Difficoltà più serie possono verificarsi con i bambini nati da un parto prematuro e con quelli che presentano dei problemi di suzione; anche in questi casi però, con un po’ di pratica e di precauzioni, è possibile permettere al bambino di nutrirsi al seno o di prendere il latte materno. Scopriamo quali consigli e accorgimenti seguire per facilitare le operazioni.

1. Trattamento dei capezzoli

Nonostante opinioni contrastanti in campo medico, esistono diverse tecniche e trattamenti per migliorare la gestione del capezzolo piatto durante l’allattamento. Una delle più note è la cosiddetta tecnica di Hoffman che consiste nel posizionare due dita sulla base del capezzolo, premere verso l’interno e per poi distendere le dita in modo da allentare la rigidità dei tessuti del capezzolo contribuendo a farlo sporgere verso l’esterno.

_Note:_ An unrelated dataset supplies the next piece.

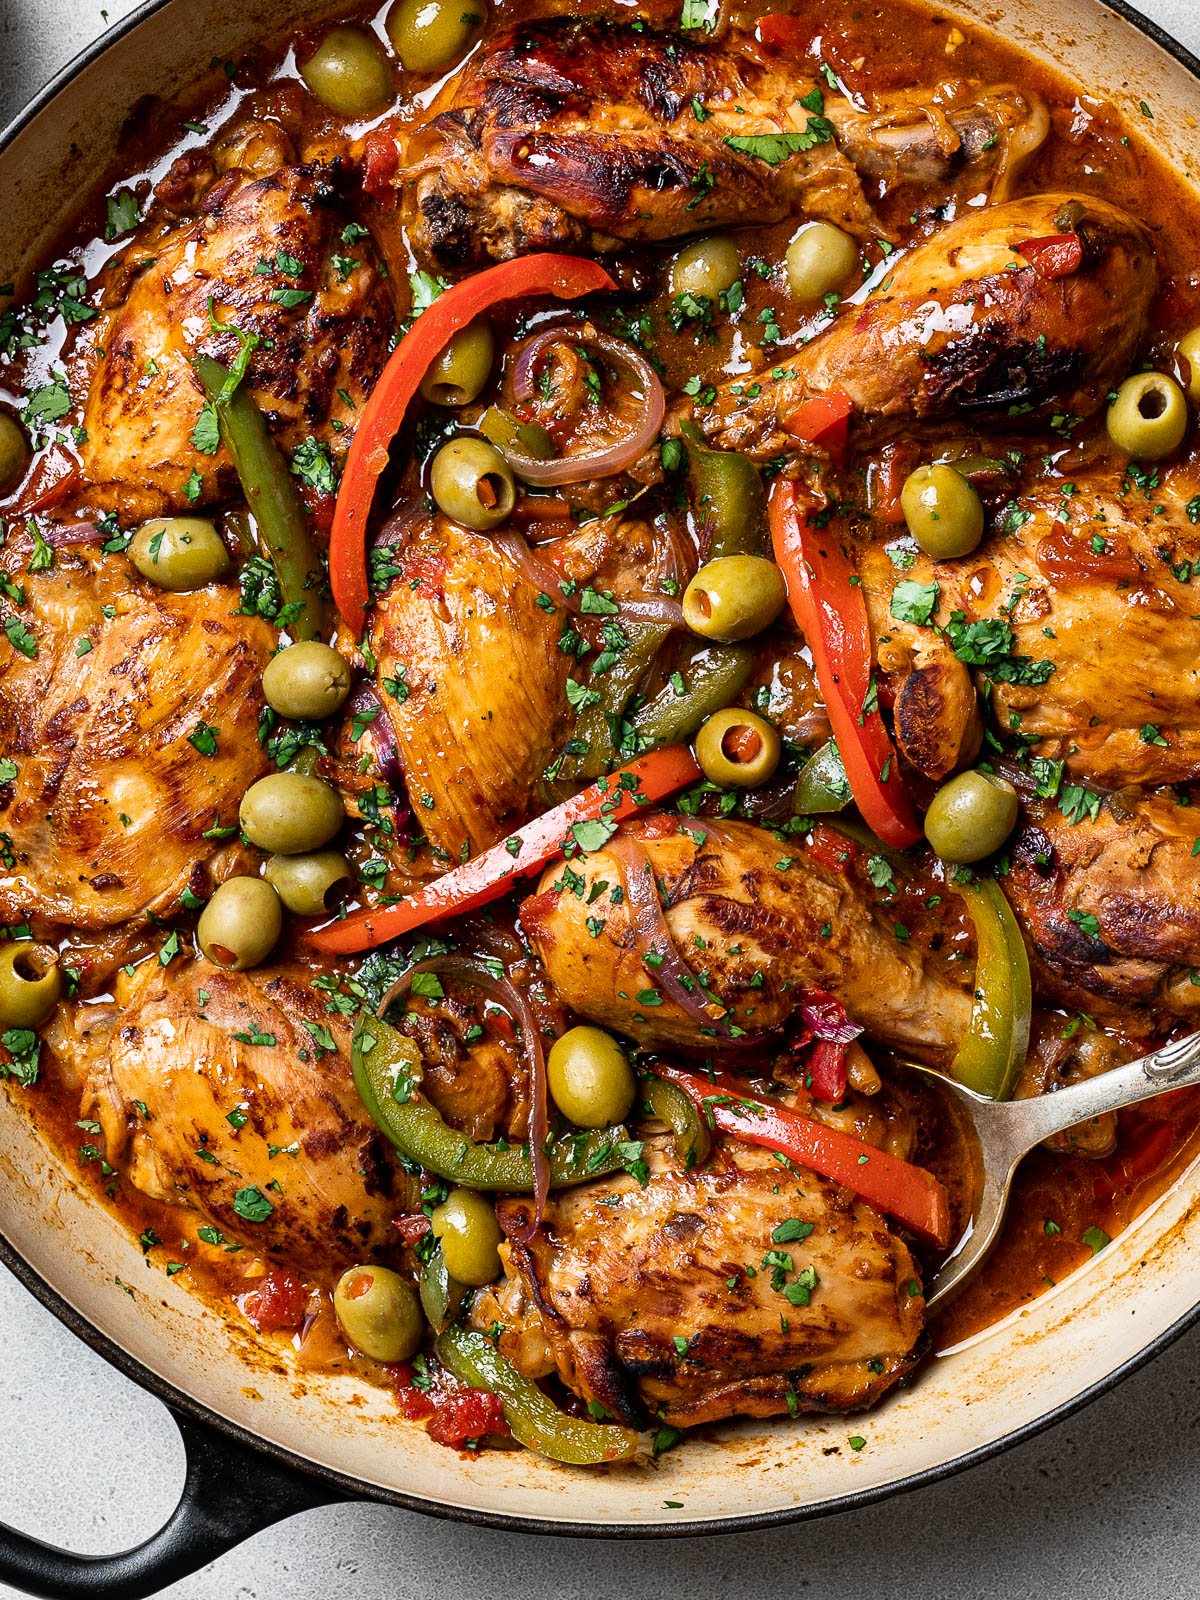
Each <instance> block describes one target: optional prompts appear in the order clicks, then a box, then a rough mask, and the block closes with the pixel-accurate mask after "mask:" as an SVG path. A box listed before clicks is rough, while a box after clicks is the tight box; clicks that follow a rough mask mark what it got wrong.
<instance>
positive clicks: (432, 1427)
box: [426, 1389, 509, 1450]
mask: <svg viewBox="0 0 1200 1600" xmlns="http://www.w3.org/2000/svg"><path fill="white" fill-rule="evenodd" d="M426 1432H427V1434H429V1437H430V1438H432V1440H434V1442H435V1443H438V1445H448V1446H450V1448H451V1450H461V1448H462V1446H464V1445H466V1442H467V1440H469V1438H482V1437H483V1435H485V1434H507V1432H509V1424H507V1422H506V1421H504V1403H502V1400H501V1397H499V1395H493V1394H488V1390H486V1389H453V1390H450V1392H448V1394H442V1395H438V1397H437V1400H435V1402H434V1418H432V1421H430V1422H429V1426H427V1429H426Z"/></svg>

Inoltre in commercio si trovano anche siringhe con lo scopo di estrarre, simulando la suzione, il capezzolo.
Ognuna di queste soluzioni va valutata prima di essere eseguita e sebbene generalmente non hanno controindicazioni è preferibile consultare il proprio ginecologo, un’ostetrica specializzata o un professionista dell’allattamento per ricevere consigli e informazioni sulla procedura migliore da seguire.

2. Uso del tiralatte o di altri dispositivi di aspirazione

Per l’allattamento in presenza di un capezzolo piatto, specie nei bambini che presentano difficoltà nell’attaccamento, l’utilizzo di un tiralatte o di un altro strumento di aspirazione può rivelarsi molto utile. Il tiralatte si rivela utile sia per l’estrazione del latte (da dare al bambino tramite biberon) che per stimolare l’uscita del capezzolo e consentire l’attacco del bambino.

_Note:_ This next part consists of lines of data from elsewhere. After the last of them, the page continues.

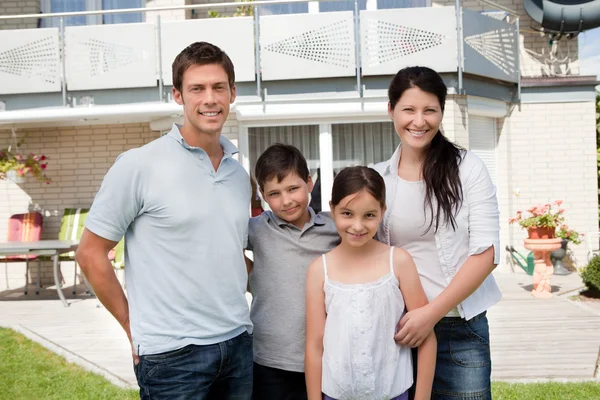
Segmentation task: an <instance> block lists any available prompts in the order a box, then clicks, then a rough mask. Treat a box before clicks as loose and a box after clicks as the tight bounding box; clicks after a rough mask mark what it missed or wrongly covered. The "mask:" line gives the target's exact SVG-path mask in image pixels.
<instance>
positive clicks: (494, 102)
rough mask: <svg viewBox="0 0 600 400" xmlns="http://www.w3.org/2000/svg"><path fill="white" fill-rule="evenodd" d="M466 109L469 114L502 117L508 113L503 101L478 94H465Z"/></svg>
mask: <svg viewBox="0 0 600 400" xmlns="http://www.w3.org/2000/svg"><path fill="white" fill-rule="evenodd" d="M467 109H468V110H469V111H468V112H469V114H471V115H479V116H481V117H490V118H504V117H506V115H508V107H507V106H506V103H505V102H504V101H500V100H493V99H486V98H484V97H478V96H467Z"/></svg>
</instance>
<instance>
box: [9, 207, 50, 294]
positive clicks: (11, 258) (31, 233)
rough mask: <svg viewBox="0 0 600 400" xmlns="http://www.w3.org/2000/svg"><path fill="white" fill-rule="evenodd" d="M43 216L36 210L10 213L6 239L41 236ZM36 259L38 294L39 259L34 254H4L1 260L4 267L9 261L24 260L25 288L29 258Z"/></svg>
mask: <svg viewBox="0 0 600 400" xmlns="http://www.w3.org/2000/svg"><path fill="white" fill-rule="evenodd" d="M43 222H44V217H43V216H42V214H40V213H38V212H31V213H25V214H15V215H12V216H11V217H10V218H9V220H8V237H7V238H8V241H9V242H35V241H38V240H40V239H41V238H42V224H43ZM35 259H37V264H38V274H37V285H36V290H35V294H40V287H41V265H40V259H39V257H38V256H37V255H35V254H22V255H12V256H5V257H4V258H2V259H1V260H2V261H4V264H5V267H8V263H9V262H23V261H25V290H24V293H25V294H27V287H28V282H29V260H35Z"/></svg>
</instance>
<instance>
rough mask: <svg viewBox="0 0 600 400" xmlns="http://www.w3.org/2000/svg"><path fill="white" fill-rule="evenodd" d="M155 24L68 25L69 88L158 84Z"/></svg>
mask: <svg viewBox="0 0 600 400" xmlns="http://www.w3.org/2000/svg"><path fill="white" fill-rule="evenodd" d="M155 47H156V41H155V39H154V25H153V24H149V23H148V24H114V25H91V26H77V27H67V28H65V53H66V69H67V88H68V89H69V90H91V89H112V88H131V87H149V86H156V78H157V76H156V52H155Z"/></svg>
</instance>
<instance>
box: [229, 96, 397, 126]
mask: <svg viewBox="0 0 600 400" xmlns="http://www.w3.org/2000/svg"><path fill="white" fill-rule="evenodd" d="M235 113H236V118H237V119H238V121H281V120H290V119H291V120H306V119H310V120H314V119H319V118H326V119H328V120H330V119H335V118H337V117H344V118H346V119H347V118H348V117H357V118H364V119H368V120H370V119H372V118H379V119H381V118H385V119H387V117H388V115H387V102H381V101H378V102H361V101H353V102H336V103H310V104H265V105H262V104H256V105H241V104H240V105H238V106H237V107H236V111H235Z"/></svg>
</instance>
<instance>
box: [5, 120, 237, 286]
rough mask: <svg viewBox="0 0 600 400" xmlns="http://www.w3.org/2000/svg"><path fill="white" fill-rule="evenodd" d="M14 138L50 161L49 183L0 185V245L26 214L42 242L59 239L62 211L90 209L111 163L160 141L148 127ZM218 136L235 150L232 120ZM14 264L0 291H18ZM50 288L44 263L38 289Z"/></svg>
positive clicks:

3. Spremere il latte manualmente

Similmente a quanto detto per il tiralatte anche la spremitura manuale può essere utilissima per quei bambini che non riescono a prendere il latte attaccandosi al seno. Si tratta di una procedura molto semplice che può essere appresa rapidamente ed eseguita in qualsiasi momento.

4. Tirare indietro la mammella

Se il capezzolo non sporge durante l’allattamento si può “premere” la mammella verso l’interno in modo da favorire l’attacco del bambino. È sufficiente tirare verso l’interno il tessuto mammario intorno all’areola in modo da consentire al bambino di prendere il latte direttamente dal seno materno.

5. Conchiglie proteggi capezzoli

Esistono anche dei dispositivi, come i paracapezzoli (sebbene per questi ci siano opinioni controverse in quanto, tra le altre cose, sembrerebbero ridurre la quantità di latte), che si adattano alla mammella e permettono di proteggere i capezzoli e favorire la loro estrazione per migliorare l’attaccamento del bambino.